Ukraine said today it was forced to cede territory in the eastern part of the country in the face of a Russian offensive.
Ukrainian President Volodymyr Zelensky this week described the pressure his country’s armed forces are under in the Donbass region of eastern Ukraine as “hell”. He spoke of heavy fighting around the town of Avdiivka and the fortified village of Pisky, where Kyiv conceded “a partial success” to its Russian rivals in recent days.
The Ukrainian military said today that Russian forces had launched at least two attacks against Pisky, but Ukrainian soldiers managed to repel them.
Over the past eight years, Ukraine has strengthened defensive positions in Pisky, seeing it as a buffer zone against Russian-backed forces that control the city of Donetsk about 10 km to the southeast.
General Oleksii Gromov told a news conference that Ukrainian forces had recaptured two villages around the eastern city of Sloviansk, but were pushed back to the outskirts of the town of Avdiivka after being forced to abandon a coal mine considered a key defensive position.
The Russian Ministry of Defense confirmed its attack.
He said his forces inflicted heavy casualties on Ukrainian forces around Avdiivka and two other areas in Donetsk province, forcing Kiev’s infantry units to retreat.
Reuters is unable to confirm either side’s claims at this time.

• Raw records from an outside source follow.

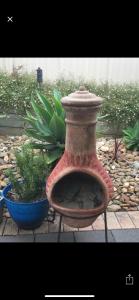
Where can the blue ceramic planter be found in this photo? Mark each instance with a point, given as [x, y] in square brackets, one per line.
[26, 215]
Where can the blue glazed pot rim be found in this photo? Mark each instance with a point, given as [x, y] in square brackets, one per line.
[9, 187]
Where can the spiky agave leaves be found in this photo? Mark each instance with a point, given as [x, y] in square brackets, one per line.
[131, 137]
[47, 125]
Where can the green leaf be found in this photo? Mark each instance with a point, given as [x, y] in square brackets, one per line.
[41, 113]
[46, 103]
[57, 95]
[57, 126]
[54, 155]
[33, 133]
[58, 106]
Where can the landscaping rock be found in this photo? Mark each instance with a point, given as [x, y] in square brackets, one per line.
[126, 184]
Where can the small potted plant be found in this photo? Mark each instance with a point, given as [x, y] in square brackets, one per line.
[25, 195]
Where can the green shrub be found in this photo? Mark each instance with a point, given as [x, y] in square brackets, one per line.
[15, 92]
[33, 170]
[121, 101]
[121, 105]
[131, 137]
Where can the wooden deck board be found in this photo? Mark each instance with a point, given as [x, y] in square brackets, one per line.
[134, 215]
[112, 221]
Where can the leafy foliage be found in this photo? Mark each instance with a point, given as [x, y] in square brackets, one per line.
[33, 170]
[47, 125]
[131, 137]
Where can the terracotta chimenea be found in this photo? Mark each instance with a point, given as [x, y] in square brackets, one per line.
[79, 188]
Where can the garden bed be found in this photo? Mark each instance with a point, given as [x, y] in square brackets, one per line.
[124, 173]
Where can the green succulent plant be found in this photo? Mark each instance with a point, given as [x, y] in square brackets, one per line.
[47, 125]
[131, 137]
[31, 170]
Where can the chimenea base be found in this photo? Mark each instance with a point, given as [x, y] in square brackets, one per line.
[105, 224]
[79, 188]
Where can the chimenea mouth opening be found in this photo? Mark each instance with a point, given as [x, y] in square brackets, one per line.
[78, 190]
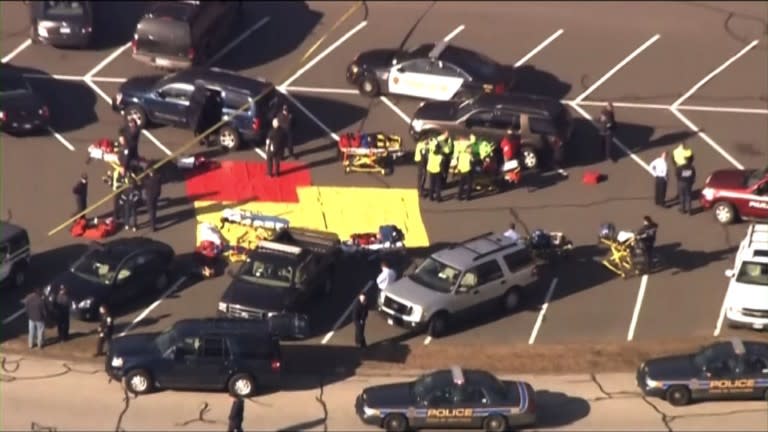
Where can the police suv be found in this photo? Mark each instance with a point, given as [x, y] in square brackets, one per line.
[432, 71]
[479, 274]
[746, 302]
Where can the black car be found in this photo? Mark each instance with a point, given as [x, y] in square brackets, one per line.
[61, 23]
[166, 100]
[282, 275]
[725, 370]
[200, 354]
[432, 71]
[545, 124]
[179, 34]
[21, 109]
[113, 273]
[451, 398]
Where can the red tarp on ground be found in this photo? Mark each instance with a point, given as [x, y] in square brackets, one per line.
[240, 181]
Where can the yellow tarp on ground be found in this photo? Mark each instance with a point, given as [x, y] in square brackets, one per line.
[341, 210]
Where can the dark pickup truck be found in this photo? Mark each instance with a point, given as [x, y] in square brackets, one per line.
[282, 275]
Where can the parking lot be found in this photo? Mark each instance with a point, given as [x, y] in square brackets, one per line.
[668, 79]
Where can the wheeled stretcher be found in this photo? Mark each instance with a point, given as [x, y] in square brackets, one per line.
[374, 152]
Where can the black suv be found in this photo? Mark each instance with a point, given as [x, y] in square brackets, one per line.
[179, 34]
[205, 354]
[166, 100]
[545, 124]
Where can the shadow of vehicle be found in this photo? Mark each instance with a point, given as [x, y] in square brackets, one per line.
[114, 22]
[72, 104]
[289, 25]
[530, 80]
[556, 409]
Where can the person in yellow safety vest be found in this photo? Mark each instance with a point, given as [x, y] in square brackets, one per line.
[435, 172]
[464, 163]
[420, 155]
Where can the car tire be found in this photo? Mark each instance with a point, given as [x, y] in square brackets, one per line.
[395, 423]
[138, 382]
[229, 138]
[136, 113]
[530, 158]
[495, 423]
[241, 385]
[368, 86]
[724, 213]
[678, 396]
[438, 325]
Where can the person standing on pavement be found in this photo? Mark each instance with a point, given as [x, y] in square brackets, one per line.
[275, 149]
[36, 314]
[360, 316]
[607, 128]
[686, 177]
[152, 190]
[659, 169]
[63, 303]
[80, 190]
[105, 330]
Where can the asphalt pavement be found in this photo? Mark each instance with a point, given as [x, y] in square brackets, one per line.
[675, 71]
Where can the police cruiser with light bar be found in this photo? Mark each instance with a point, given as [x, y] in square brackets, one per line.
[449, 398]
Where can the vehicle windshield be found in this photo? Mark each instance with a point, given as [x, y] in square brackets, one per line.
[276, 272]
[436, 275]
[97, 265]
[753, 273]
[63, 8]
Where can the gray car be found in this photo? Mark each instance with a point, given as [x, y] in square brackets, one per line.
[486, 271]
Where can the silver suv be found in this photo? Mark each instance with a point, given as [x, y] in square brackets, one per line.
[487, 270]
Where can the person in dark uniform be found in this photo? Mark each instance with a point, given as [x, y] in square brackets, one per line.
[62, 304]
[275, 148]
[607, 127]
[105, 330]
[152, 190]
[235, 423]
[360, 315]
[80, 190]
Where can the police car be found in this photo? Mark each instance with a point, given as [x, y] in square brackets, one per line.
[436, 71]
[449, 398]
[725, 370]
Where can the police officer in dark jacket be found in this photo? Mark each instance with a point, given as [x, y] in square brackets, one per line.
[236, 414]
[275, 148]
[686, 177]
[105, 330]
[360, 315]
[152, 190]
[62, 303]
[81, 193]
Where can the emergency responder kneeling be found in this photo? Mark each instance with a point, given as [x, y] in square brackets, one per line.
[464, 166]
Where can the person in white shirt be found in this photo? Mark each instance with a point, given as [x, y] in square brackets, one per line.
[387, 276]
[659, 169]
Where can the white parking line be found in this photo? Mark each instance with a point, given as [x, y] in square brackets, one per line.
[638, 306]
[615, 140]
[61, 139]
[157, 302]
[713, 74]
[616, 68]
[322, 55]
[16, 52]
[539, 48]
[396, 109]
[542, 312]
[453, 34]
[239, 39]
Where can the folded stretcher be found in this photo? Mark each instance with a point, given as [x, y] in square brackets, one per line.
[372, 152]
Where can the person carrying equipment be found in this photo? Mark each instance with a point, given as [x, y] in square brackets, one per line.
[464, 165]
[435, 162]
[420, 155]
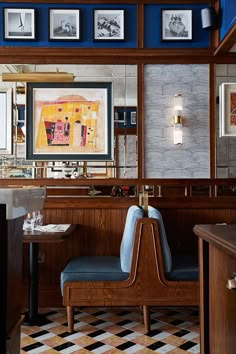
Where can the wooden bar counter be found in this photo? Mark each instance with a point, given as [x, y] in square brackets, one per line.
[217, 261]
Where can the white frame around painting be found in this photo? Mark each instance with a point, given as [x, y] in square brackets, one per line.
[227, 109]
[6, 122]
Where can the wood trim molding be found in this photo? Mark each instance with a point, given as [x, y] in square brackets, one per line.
[227, 43]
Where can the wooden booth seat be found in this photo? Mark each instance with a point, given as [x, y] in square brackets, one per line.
[144, 275]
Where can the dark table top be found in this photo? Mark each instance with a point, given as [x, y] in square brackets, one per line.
[47, 237]
[221, 236]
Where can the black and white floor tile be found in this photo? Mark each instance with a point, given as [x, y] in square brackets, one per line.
[114, 330]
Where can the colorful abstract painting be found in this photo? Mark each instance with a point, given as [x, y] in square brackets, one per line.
[72, 122]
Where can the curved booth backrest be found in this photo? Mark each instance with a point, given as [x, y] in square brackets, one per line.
[126, 248]
[165, 249]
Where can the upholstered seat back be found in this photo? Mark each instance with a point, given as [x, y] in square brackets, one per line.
[165, 249]
[126, 248]
[177, 266]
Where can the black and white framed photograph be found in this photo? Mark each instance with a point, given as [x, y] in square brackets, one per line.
[109, 25]
[176, 25]
[64, 24]
[19, 23]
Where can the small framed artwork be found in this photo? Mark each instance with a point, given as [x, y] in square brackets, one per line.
[6, 122]
[109, 25]
[133, 119]
[19, 23]
[176, 25]
[64, 24]
[69, 121]
[227, 114]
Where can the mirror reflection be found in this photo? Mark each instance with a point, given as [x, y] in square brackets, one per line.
[124, 102]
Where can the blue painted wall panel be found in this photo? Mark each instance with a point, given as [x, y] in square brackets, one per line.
[86, 26]
[152, 25]
[227, 16]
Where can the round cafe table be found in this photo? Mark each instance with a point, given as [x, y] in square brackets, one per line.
[33, 238]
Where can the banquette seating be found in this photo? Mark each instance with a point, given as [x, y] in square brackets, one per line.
[145, 274]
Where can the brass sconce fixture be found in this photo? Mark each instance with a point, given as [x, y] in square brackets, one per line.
[177, 119]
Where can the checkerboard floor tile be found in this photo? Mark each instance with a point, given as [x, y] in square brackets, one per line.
[115, 330]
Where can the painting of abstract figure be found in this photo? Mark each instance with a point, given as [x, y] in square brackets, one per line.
[69, 123]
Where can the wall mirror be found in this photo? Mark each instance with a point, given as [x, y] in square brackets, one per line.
[124, 121]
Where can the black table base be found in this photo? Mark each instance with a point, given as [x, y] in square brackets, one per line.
[32, 317]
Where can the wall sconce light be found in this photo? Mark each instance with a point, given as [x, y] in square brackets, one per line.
[177, 119]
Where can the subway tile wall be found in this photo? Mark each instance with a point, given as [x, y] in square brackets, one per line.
[162, 158]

Video footage released by the Russian Defense Ministry shows Russian rocket launchers in action and tanks advancing and firing at high speed over open terrain. It was not clear where they were filmed.
Unconfirmed reports indicate that Russian-backed forces have reached the outskirts of Piski.
Equipped with sophisticated weapons systems from the West, Ukraine is also attacking Russian-backed forces in the region.
Officials in the Russian-backed self-proclaimed Donetsk People’s Republic said today that at least five people were killed and six wounded by Ukrainian shelling in the city of Donetsk.
Footage posted on social media showed bodies, some dismembered, on the side of a street in central Donetsk. Blood can be seen on the pavement.
Pavlo Kirilenko, the Ukrainian governor of Donetsk, told Telegram that three civilians had been killed by Russian shelling in Bakhmut, Mariinka and Shevchenko and five wounded in the past 24 hours.
Eight people were killed and four wounded by Russian artillery shelling in the Donetsk town of Toretsk, he said.
Russia, which denies deliberately targeting civilians, has said it plans to take full control of the greater Donetsk province, one of two that make up the industrial Donbass region, as part of what it calls a “special military operation” to ensure its security from what it claims is an unjustified enlargement of NATO.
Ukraine and the West, which characterize Russia’s actions as an unprovoked imperialist-style war of aggression, say Russian forces must withdraw to the positions they held before February 24, when President Vladimir Putin sent tens of thousands of troops into Ukraine.
Moscow, which has often spoken of the need to push its forces deeper into Ukraine, seems unlikely to agree to do so willingly.
Ukraine has said the Russian offensive in the east appears to be an attempt to force it to withdraw troops from the south where Kiev’s forces are trying to regain ground and destroy Russian supply lines ahead of a wider counteroffensive.
“The idea is to put military pressure on us in Kharkiv. Donetsk and Luhansk in the next few weeks… What happens in the east is not what will determine the outcome of the war,” Ukrainian presidential adviser Olokshey Arestovich said in an interview on YouTube.
General Oleksii Gromov said Russia may launch its own offensive in the southern Kherson region in a bid to regain momentum in the war after bolstering its forces there.